Other therapies – Other therapies may be tried in patients unresponsive to these measures. There are reports of improvement with injections of commercially available hyaluronan preparations [18]. There is a single case report of a good response to oral colchicine and NSAIDs [34]. Tidal lavage followed by intraarticular glucocorticoids and tranexamic acid (an antifibrinolytic drug) was reported to produce a sustained response in 4 out of 10 patients with MSS [33]. As with many therapies, this was more efficacious in patients with less advanced disease.

Recurrent symptoms – Effective treatments should be repeated when pain recurs.

Resistant to intraarticular and systemic medications – Shoulder joint replacement is an effective intervention in MSS but needs to be performed before there is complete destruction of the rotator cuff. Joint replacement should be reserved for patients with refractory pain deemed appropriate for this procedure [35]. Frailty, the presence of serious comorbidities, and/or major rotator cuff insufficiency are common reasons to avoid shoulder replacement in these patients.

Other disorders — There are very little data other than case reports to guide management of BCP crystal arthritis associated with other conditions, such as end-stage kidney disease (ESKD), systemic sclerosis (scleroderma) or inflammatory myositis, and other crystal disorders:

Calcific arthritis in the setting of ESKD is managed by reducing calcium and phosphate levels. If traditional therapies fail, systemic administration of sodium thiosulfate may be useful in this setting, based on case reports [36]. (See "Calciphylaxis (calcific uremic arteriolopathy)", section on 'Treatment of calcium, phosphorus, and parathyroid hormone abnormalities'.)

In the setting of inflammatory disease such as myositis or scleroderma, management of the inflammatory disease may help reduce intraarticular calcifications. Surgical removal of cutaneous calcific deposits has been helpful in cases of subcutaneous calcinosis in scleroderma based on case reports [37] but has not been reported in BCP-associated arthritis in patients with connective tissue diseases. (See "Overview of the treatment and prognosis of systemic sclerosis (scleroderma) in adults" and "Initial treatment of dermatomyositis and polymyositis in adults" and "Management of refractory cutaneous dermatomyositis in adults", section on 'Calcinosis cutis'.)

When BCP arthritis coexists with calcium pyrophosphate deposition (CPPD) disease, we manage patients as if they had CPPD alone. (See "Treatment of calcium pyrophosphate crystal deposition (CPPD) disease".)

PROGNOSIS — The prognoses of osteoarthritis (OA) with basic calcium phosphate (BCP) crystals and Milwaukee shoulder syndrome (MSS) are not well studied. However, anecdotal evidence suggests that, while pain may regress, large effusions and poor function persist despite therapy.

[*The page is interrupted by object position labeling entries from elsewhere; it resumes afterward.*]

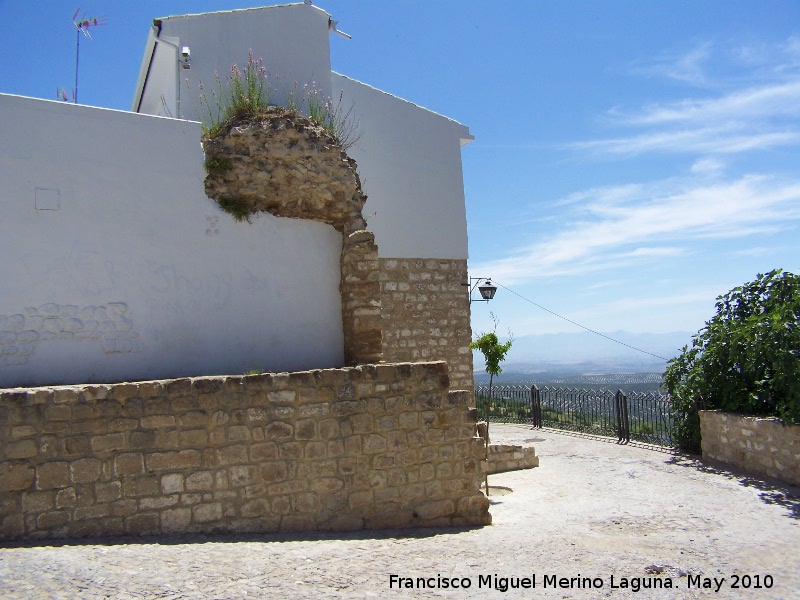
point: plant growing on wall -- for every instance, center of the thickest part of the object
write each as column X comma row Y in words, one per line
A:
column 494, row 353
column 244, row 101
column 246, row 94
column 746, row 359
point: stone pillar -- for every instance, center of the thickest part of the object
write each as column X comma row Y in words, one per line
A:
column 361, row 299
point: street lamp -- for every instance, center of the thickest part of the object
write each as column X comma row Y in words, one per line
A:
column 486, row 290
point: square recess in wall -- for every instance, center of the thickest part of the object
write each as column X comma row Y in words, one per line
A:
column 46, row 199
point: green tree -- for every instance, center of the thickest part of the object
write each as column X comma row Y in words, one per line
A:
column 746, row 359
column 494, row 352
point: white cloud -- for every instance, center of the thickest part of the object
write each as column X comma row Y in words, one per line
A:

Joint replacement for BCP-associated OA of the knee or hip may produce longstanding reduction in pain, and there is no evidence that these interventions are less effective in OA with BCP crystals than they are in patients with OA without BCP crystals. Shoulder joint replacement for selected patients with MSS may also result in long-term improvement.

SOCIETY GUIDELINE LINKS — Links to society and government-sponsored guidelines from selected countries and regions around the world are provided separately. (See "Society guideline links: Gout and other crystal disorders".)

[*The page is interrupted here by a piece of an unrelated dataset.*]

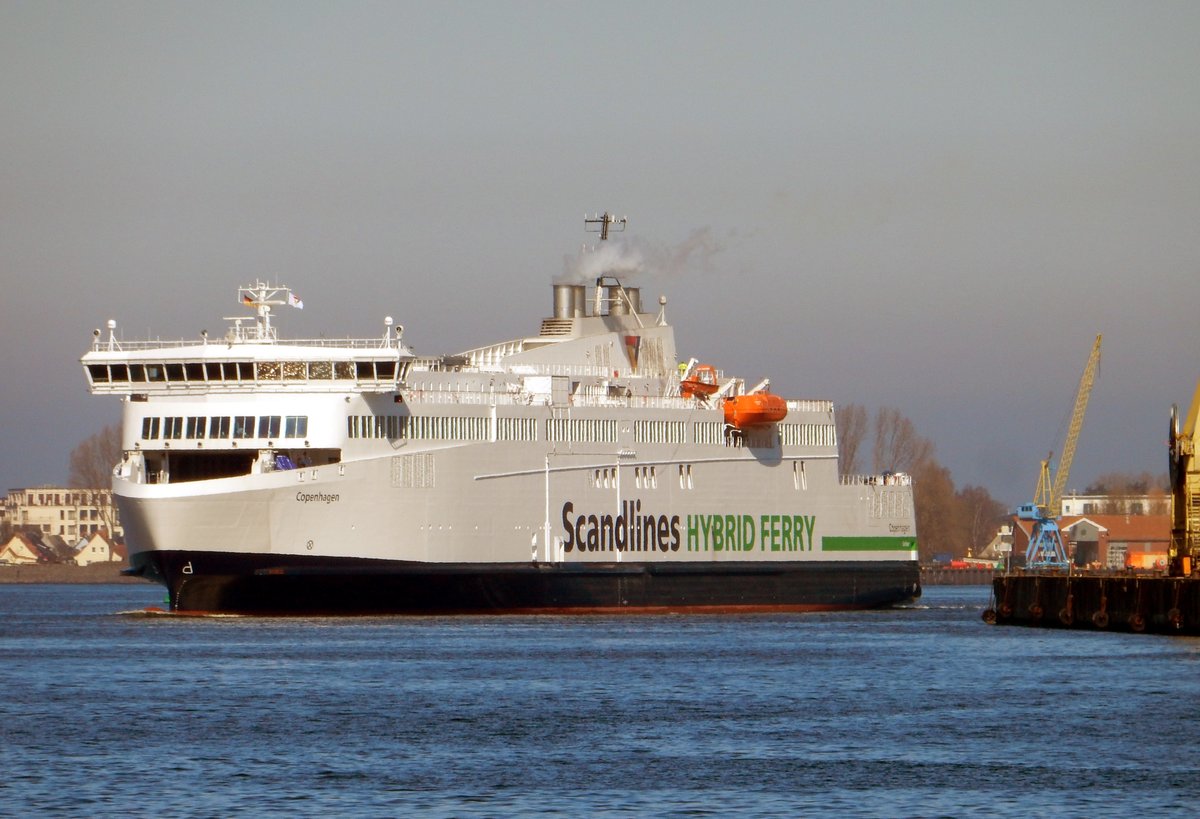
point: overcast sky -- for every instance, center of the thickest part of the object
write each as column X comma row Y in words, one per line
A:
column 925, row 205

SUMMARY AND RECOMMENDATIONS

Pathogenesis and risk factors – Basic calcium phosphate (BCP) mineral formation often occurs at sites of local tissue damage associated with injury or inflammation. Once formed, BCP crystals can produce symptoms and mediate tissue damage by induction of an inflammatory response, biomechanical disruption, and by inducing the local production of destructive cytokines and prostaglandins in the absence of inflammation. (See 'Pathogenesis and risk factors' above.)

Clinical presentation – BCP crystals are associated with arthritis in several syndromes and clinical settings, including osteoarthritis (OA) with BCP crystals and Milwaukee shoulder syndrome (MSS). BCP crystal arthritis can also occur in a subset of patients with systemic rheumatic diseases, in patients with calcium pyrophosphate deposition (CPPD) disease, and in patients with end-stage kidney disease (ESKD). (See 'Clinical presentation' above.)

Osteoarthritis with BCP crystals – BCP crystals are common components of advanced large-joint OA. Patients with OA and intraarticular BCP crystals are generally clinically indistinguishable from those with typical OA, although the presence of BCP crystals may predict rapid progression to end-stage disease. (See 'Osteoarthritis with BCP crystals' above.)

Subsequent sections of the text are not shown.